Para Witkin, la balsa representa también la locura, el extravío, el autismo del poder, que en su indolencia, en su desmesura, en su falsedad se convierte en catástrofe y destrucción.
“La balsa de George W. Bush”,fotografía de Joel–Peter Witkin, expuesta actualmente en el Foto Museo Cuatro Caminos de la Ciudad de México, como parte de la muestra Witkin & Witkin, parodia de la conocida pintura del francés Théodore Géricault, nos da ocasión —como su antecesora— de plantear algunas lecturas pertinentes a nuestra época: la segregación, el éxodo forzoso e involuntario, la incompetencia política, la corrupción, la locura, la banalidad intrínseca a las decisiones políticas y su altísimo costo social; pero sobre todo el desamparo, la incertidumbre de un rumbo político, económico y espiritual para la sociedad humana de hoy.

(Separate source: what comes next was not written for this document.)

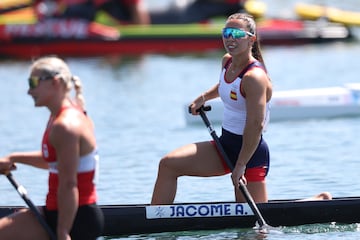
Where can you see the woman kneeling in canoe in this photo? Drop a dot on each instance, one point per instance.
(69, 152)
(245, 89)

El teórico estadounidense W. J. T. Mitchell en su breve texto ¿Qué quieren realmente las imágenes? nos ofrece una idea realmente provocadora: el juego de dotar a las imágenes de personalidad, deseo, intención… La imagen como prosopopeya. “Las imágenes son cosas que han sido marcadas con el estigma de la personalidad, exhiben cuerpos tanto físicos como virtuales; ellas hablan con nosotros…”.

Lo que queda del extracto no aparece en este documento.